Puis l'œuvre s'achève sur un tome qui peut rappeler, quant à la façon, les premiers, mais qui est profondément marqué par l'empreinte de la guerre : L'Épilogue, en 1918. Ayant ainsi enjambé tout le conflit mondial sans montrer une scène de combat, on retrouve un Antoine Thibault ruiné par la guerre, suffoquant après une attaque à l'ypérite, qui déambule une dernière fois dans son monde englouti. Ce dernier tome surprenant et sombre, malgré les lueurs d'optimisme qui percent sous la cendre, comprend des séductions ; mais, comme L'Été 1914, il est alourdi par un discours politique très marqué par son temps.

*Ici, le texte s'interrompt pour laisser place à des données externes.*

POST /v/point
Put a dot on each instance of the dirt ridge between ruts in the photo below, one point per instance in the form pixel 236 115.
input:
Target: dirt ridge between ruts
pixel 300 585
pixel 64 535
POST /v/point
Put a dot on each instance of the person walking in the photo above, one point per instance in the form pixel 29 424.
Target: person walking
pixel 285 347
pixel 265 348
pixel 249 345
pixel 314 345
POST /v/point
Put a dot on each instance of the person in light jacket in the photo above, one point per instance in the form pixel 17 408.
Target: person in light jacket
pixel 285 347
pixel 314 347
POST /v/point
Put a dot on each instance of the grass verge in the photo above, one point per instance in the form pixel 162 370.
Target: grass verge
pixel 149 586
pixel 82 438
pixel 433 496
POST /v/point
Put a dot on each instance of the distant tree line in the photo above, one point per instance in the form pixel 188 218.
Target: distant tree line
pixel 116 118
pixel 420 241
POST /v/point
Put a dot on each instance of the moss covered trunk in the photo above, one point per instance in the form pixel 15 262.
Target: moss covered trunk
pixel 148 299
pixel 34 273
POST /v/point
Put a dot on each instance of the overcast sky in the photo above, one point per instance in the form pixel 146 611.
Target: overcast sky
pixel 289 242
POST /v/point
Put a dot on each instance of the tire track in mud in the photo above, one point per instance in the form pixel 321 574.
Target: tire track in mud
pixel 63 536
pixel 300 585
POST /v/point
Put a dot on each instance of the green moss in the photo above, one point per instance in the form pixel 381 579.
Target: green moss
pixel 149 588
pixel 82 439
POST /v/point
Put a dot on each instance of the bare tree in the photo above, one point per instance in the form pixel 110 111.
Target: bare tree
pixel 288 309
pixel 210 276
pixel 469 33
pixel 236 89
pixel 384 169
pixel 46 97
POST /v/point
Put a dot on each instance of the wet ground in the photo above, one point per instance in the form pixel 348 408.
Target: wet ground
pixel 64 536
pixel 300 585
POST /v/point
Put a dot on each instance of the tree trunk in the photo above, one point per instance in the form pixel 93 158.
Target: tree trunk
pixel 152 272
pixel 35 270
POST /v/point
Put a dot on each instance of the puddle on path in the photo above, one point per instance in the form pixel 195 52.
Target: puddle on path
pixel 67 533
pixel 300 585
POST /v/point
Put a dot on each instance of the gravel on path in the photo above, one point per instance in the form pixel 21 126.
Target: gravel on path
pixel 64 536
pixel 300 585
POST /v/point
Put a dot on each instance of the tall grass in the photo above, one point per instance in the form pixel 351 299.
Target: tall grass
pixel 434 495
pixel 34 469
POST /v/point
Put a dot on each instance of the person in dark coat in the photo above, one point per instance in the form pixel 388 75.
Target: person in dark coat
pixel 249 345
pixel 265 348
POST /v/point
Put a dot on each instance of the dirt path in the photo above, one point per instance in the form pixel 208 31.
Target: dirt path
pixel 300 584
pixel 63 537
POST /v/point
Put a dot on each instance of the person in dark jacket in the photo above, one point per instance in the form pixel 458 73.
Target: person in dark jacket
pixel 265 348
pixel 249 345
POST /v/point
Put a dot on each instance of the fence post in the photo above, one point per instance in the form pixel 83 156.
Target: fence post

Il renoue de plus avec un usage abondant des lettres “enchâssées” dans le récit, qui caractérisait déjà le premier tome, et qu'on peut ne pas trouver entièrement convaincant.
Au total, s'il faut lire Les Thibault, au moins pour la force de la première moitié du cycle, on ne peut que regretter que Martin du Gard n'ait pas suivi le plan de sa Fabulation générale des Thibault, qui aurait dû le conduire jusqu'aux années 1940 en creusant le sillon psychologique qui me semble être la grande force de son œuvre. Il y eût perdu un Nobel et la gloire, mais le lecteur du XXIe siècle y aurait sans doute gagné.